Dans cette page qui est une des plus belles jamais écrites au XXe siècle, on perçoit pleinement comment la narration que Dieu fait de Lui et celle qu’il nous permet de faire à propos de Lui et de Son nom trouve une manifestation accomplie dans le martyre chrétien. Le martyre, la grâce que Dieu concède à ceux qui sont sans défense et auquel personne ne peut prétendre, est un geste insurmontable d’unité et de miséricorde. C’est la défaite de toute éclipse de Dieu, c’est son retour en plénitude à travers l’offrande de la vie de ses fils.

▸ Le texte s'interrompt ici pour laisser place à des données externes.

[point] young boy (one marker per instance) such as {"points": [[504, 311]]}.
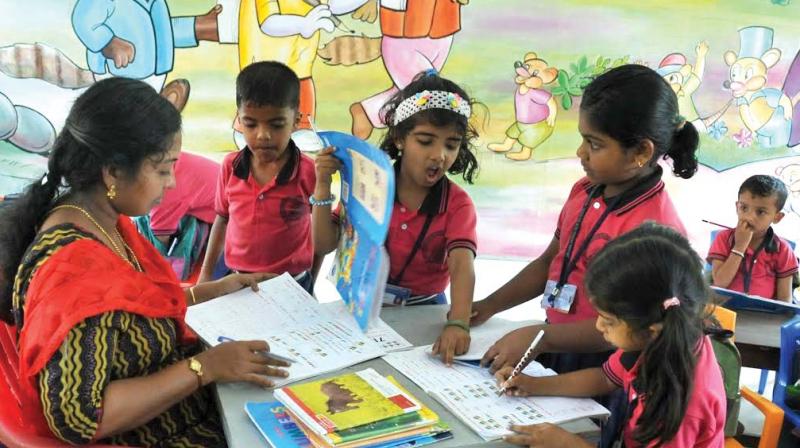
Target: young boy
{"points": [[751, 258], [263, 214]]}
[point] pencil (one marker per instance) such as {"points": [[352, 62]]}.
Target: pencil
{"points": [[523, 361], [716, 224]]}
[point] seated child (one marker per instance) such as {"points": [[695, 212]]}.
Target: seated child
{"points": [[650, 295], [263, 216], [751, 258], [432, 238]]}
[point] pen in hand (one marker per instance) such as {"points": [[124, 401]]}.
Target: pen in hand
{"points": [[270, 354], [523, 361]]}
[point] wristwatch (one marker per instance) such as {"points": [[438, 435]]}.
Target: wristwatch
{"points": [[197, 368]]}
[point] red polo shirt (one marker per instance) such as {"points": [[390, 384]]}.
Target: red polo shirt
{"points": [[703, 423], [647, 201], [269, 226], [195, 188], [776, 260]]}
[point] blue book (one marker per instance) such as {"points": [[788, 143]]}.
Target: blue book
{"points": [[361, 265], [274, 423], [736, 300]]}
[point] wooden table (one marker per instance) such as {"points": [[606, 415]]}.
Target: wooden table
{"points": [[420, 325]]}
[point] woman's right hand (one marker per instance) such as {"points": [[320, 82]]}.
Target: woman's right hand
{"points": [[325, 165], [241, 361], [509, 349]]}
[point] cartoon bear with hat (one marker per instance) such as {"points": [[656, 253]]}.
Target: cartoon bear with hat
{"points": [[765, 111]]}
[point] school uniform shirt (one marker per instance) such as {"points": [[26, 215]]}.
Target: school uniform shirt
{"points": [[269, 226], [194, 193], [703, 423], [776, 260], [646, 201], [453, 225]]}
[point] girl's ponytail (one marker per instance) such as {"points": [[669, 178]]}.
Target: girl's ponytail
{"points": [[682, 150]]}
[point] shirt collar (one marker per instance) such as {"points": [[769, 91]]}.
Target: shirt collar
{"points": [[630, 198], [241, 164], [435, 201]]}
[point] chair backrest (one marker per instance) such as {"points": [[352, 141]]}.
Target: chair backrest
{"points": [[786, 375]]}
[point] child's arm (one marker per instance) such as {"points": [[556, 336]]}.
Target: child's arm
{"points": [[526, 285], [580, 383], [324, 230], [783, 289], [455, 340], [216, 244]]}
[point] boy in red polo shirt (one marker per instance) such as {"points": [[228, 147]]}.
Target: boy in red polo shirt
{"points": [[751, 258], [263, 215]]}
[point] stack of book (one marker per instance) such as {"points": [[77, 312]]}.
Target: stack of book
{"points": [[361, 409]]}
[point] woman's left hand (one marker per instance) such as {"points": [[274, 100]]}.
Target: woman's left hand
{"points": [[544, 435], [453, 341], [234, 282]]}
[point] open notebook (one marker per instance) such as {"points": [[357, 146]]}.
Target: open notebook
{"points": [[470, 393]]}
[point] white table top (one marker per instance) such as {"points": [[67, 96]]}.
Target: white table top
{"points": [[420, 325]]}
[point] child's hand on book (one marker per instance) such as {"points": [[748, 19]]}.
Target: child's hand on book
{"points": [[519, 386], [452, 341], [241, 361], [544, 435]]}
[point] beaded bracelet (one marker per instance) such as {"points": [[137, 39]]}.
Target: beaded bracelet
{"points": [[328, 201], [457, 323]]}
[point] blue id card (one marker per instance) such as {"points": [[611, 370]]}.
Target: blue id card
{"points": [[558, 299], [395, 295]]}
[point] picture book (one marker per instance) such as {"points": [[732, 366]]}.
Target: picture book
{"points": [[361, 264], [470, 393], [736, 300], [275, 424], [346, 401]]}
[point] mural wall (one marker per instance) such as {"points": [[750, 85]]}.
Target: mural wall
{"points": [[734, 64]]}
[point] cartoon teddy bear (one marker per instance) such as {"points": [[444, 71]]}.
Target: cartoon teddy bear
{"points": [[767, 112], [534, 107]]}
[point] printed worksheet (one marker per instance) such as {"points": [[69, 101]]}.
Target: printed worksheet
{"points": [[470, 393], [317, 338]]}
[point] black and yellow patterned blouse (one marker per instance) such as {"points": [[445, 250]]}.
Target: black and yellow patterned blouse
{"points": [[109, 347]]}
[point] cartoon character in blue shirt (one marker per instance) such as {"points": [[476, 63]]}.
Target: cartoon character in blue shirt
{"points": [[136, 38]]}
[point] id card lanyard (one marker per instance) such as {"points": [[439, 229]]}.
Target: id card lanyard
{"points": [[570, 261]]}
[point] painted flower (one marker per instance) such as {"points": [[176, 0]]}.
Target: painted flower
{"points": [[743, 138], [718, 130]]}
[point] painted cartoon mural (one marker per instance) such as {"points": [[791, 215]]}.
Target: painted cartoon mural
{"points": [[736, 71]]}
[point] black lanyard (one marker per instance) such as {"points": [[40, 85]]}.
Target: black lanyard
{"points": [[570, 261], [747, 270], [417, 244]]}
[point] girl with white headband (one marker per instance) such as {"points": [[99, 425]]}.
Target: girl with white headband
{"points": [[432, 237], [650, 295]]}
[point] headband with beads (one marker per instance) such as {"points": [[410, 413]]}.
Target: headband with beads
{"points": [[431, 99]]}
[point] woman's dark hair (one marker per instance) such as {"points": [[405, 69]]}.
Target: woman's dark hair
{"points": [[630, 278], [116, 123], [631, 103], [466, 163]]}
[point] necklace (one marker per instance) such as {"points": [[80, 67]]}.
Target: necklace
{"points": [[114, 245]]}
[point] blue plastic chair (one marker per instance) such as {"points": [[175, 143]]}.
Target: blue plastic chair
{"points": [[762, 380], [790, 350]]}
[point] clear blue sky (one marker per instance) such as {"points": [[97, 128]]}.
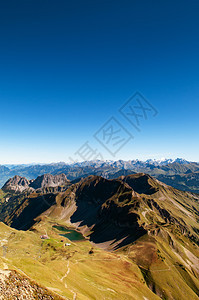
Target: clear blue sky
{"points": [[66, 67]]}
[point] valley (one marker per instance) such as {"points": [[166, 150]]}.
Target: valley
{"points": [[132, 238]]}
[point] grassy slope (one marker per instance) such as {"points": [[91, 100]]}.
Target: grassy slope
{"points": [[71, 271]]}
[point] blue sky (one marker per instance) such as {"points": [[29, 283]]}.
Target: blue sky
{"points": [[66, 68]]}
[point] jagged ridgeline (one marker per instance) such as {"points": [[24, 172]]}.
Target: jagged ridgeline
{"points": [[147, 229]]}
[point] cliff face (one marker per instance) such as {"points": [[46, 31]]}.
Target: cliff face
{"points": [[48, 180], [19, 184], [114, 211], [16, 184], [149, 223]]}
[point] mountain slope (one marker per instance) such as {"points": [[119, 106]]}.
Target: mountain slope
{"points": [[147, 223]]}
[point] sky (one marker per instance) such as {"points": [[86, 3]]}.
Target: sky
{"points": [[75, 76]]}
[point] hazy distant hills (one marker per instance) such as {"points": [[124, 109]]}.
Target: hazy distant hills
{"points": [[178, 173], [150, 230]]}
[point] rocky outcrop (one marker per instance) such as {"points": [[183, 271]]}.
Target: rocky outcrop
{"points": [[48, 180], [16, 184], [20, 184]]}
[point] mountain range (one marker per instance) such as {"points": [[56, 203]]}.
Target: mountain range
{"points": [[178, 173], [137, 236]]}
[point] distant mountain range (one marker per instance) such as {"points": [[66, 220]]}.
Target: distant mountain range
{"points": [[179, 173], [144, 234]]}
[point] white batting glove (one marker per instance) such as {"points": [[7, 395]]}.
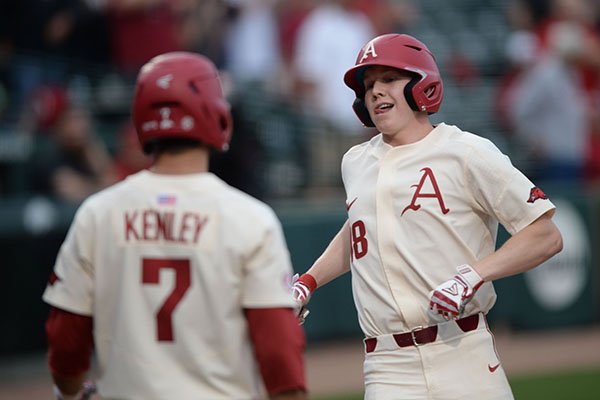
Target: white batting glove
{"points": [[302, 288], [85, 393], [450, 298]]}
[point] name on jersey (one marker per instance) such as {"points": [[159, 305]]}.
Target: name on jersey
{"points": [[168, 226]]}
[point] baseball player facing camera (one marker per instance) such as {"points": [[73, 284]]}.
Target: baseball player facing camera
{"points": [[424, 203], [179, 281]]}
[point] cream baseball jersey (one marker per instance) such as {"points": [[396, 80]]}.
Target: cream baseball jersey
{"points": [[165, 265], [418, 211]]}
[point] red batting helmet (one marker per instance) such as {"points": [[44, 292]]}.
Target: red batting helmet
{"points": [[179, 95], [423, 93]]}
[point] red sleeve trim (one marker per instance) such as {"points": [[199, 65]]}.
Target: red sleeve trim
{"points": [[279, 348], [70, 342]]}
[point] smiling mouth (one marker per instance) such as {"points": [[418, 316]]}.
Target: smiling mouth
{"points": [[383, 108]]}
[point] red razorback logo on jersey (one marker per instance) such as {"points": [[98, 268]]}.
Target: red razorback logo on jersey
{"points": [[535, 194], [53, 278], [419, 194]]}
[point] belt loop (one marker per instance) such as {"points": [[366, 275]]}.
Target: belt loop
{"points": [[412, 335]]}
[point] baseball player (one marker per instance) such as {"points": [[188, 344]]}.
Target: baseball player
{"points": [[424, 203], [181, 282]]}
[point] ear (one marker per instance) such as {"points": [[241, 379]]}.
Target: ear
{"points": [[408, 93], [362, 113]]}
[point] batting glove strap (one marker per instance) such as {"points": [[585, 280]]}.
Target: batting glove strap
{"points": [[470, 276], [303, 287], [450, 298]]}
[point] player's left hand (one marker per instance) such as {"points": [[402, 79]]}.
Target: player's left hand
{"points": [[450, 298], [88, 388]]}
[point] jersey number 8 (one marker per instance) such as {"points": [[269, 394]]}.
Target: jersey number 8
{"points": [[360, 245]]}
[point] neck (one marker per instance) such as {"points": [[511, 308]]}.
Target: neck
{"points": [[190, 161]]}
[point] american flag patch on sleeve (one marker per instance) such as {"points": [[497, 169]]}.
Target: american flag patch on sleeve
{"points": [[167, 199]]}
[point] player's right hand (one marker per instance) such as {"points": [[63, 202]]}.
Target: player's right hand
{"points": [[450, 298], [85, 393], [302, 288]]}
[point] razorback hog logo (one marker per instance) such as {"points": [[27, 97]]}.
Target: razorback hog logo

Un don de soi qui est vainqueur du mal, même de l’“injustifiable”, parce qu’il reconstruit l’unité avec celui qui tue également.

 

 

Comme Jésus prend notre mal sur lui en nous pardonnant à l’avance, ainsi le martyr, comme le Père Christian, embrasse à l’avance son bourreau au nom d’un don d’amour de Dieu lui-même, que tous peuvent reconnaître au moins comme transcendant absolu. Seul le témoignage digne de foi é-meut la liberté de l’autre et l’invite fortement à la décision. Comme l’a rappelé efficacement Benoît XVI, on devient témoins quand « à travers nos actions, nos paroles et nos façons d’être, un Autre apparaît et se communique ». Les moines de Tibhirine nous réveillent et nous émeuvent parce que dans leur témoignage « Dieu s’expose, pour ainsi dire, au risque de la liberté de l’homme ».